Any drawbacks to fitting one ? 
Anything I need to look at in specific ?

Thanks in advance for any help / advice


----------



## ridders66 (May 24, 2019)

Your only issue in fitting a riser stem, is how much will it rise in relation to how much you need? Correct position on a bike is critical, an incorrectly fitted bike will be uncomfortable to ride, and will cause issues too, take a look at my friends bike fitting page, where he discusses the importance of a correctly fitting bike.

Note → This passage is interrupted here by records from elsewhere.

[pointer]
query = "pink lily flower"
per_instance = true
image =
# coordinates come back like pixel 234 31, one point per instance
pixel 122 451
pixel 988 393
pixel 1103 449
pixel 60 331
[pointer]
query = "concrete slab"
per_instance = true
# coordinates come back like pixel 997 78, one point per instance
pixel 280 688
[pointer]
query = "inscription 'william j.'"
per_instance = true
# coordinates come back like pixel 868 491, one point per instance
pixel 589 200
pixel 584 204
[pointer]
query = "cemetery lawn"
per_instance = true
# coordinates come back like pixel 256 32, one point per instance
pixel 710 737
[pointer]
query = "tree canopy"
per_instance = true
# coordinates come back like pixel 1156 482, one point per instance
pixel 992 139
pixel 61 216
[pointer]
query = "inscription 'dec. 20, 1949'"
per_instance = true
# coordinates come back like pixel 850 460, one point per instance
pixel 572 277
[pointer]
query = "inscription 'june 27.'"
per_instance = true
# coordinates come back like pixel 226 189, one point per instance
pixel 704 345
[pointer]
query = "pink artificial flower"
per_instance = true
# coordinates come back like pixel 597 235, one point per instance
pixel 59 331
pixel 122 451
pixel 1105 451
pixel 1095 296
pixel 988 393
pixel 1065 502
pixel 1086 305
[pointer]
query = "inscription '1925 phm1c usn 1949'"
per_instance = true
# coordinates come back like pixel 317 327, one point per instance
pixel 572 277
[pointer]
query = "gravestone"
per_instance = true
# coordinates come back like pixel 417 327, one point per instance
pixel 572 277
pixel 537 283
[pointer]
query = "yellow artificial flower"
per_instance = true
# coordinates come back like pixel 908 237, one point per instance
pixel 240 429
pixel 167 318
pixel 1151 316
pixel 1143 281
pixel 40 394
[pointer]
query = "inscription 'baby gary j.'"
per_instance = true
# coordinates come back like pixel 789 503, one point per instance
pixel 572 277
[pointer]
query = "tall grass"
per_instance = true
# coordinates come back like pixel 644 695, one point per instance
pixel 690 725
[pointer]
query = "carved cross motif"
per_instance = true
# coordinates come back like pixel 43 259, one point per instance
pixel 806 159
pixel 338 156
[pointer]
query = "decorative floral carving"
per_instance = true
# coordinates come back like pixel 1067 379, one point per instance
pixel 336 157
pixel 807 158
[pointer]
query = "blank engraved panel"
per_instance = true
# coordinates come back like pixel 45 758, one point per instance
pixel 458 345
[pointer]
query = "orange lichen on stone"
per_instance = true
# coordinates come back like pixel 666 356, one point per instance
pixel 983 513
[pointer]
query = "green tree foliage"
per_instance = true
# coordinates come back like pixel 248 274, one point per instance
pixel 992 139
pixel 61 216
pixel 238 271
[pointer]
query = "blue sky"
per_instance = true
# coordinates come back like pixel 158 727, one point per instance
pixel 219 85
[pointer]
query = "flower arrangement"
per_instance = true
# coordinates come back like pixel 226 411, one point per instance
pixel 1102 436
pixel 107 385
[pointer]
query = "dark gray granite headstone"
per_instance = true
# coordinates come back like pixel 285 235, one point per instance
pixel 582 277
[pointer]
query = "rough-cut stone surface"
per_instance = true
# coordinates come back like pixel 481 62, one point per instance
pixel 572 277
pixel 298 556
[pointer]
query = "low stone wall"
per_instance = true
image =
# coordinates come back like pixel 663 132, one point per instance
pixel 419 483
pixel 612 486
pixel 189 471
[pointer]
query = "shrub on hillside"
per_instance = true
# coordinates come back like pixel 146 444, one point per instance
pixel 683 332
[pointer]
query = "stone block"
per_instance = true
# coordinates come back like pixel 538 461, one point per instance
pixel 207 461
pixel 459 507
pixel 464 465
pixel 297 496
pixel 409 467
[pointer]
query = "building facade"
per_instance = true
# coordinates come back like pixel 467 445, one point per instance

Paul Hewitt Cycles | Fitting


----------



## Ducky (Mar 19, 2007)

Do you have any packers under the stem? One option could be to fit the angled stem, and then reduce the packers to get the height you need.


----------



## Shiny (Apr 23, 2007)

I know nothing about these things, but following some advice on here a few moons back, i fitted an adjustable riser stem and it did the trick for me.


----------



## IvorB1H (6 mo ago)

A horn ! Is the back wheel tiny too 🤣


----------



## Shiny (Apr 23, 2007)

IvorB1H said:


> A horn ! Is the back wheel tiny too 🤣


  People soon move out of the way.

My feet are far too big for the pedals though


----------



## Andyblue (Jun 20, 2017)

ridders66 said:


> Your only issue in fitting a riser stem, is how much will it rise in relation to how much you need? Correct position on a bike is critical, an incorrectly fitted bike will be uncomfortable to ride, and will cause issues too, take a look at my friends bike fitting page, where he discusses the importance of a correctly fitting bike.
> 
> 
> Paul Hewitt Cycles | Fitting


Cheers mate - when I bought the bike, had it fitted to me and all was good, but I'm needing to lift the handlebars up some now... The issue with how much it lifts it is what's concerning me a little... 

Will have a look at the page


----------



## Andyblue (Jun 20, 2017)

Ducky said:


> Do you have any packers under the stem? One option could be to fit the angled stem, and then reduce the packers to get the height you need.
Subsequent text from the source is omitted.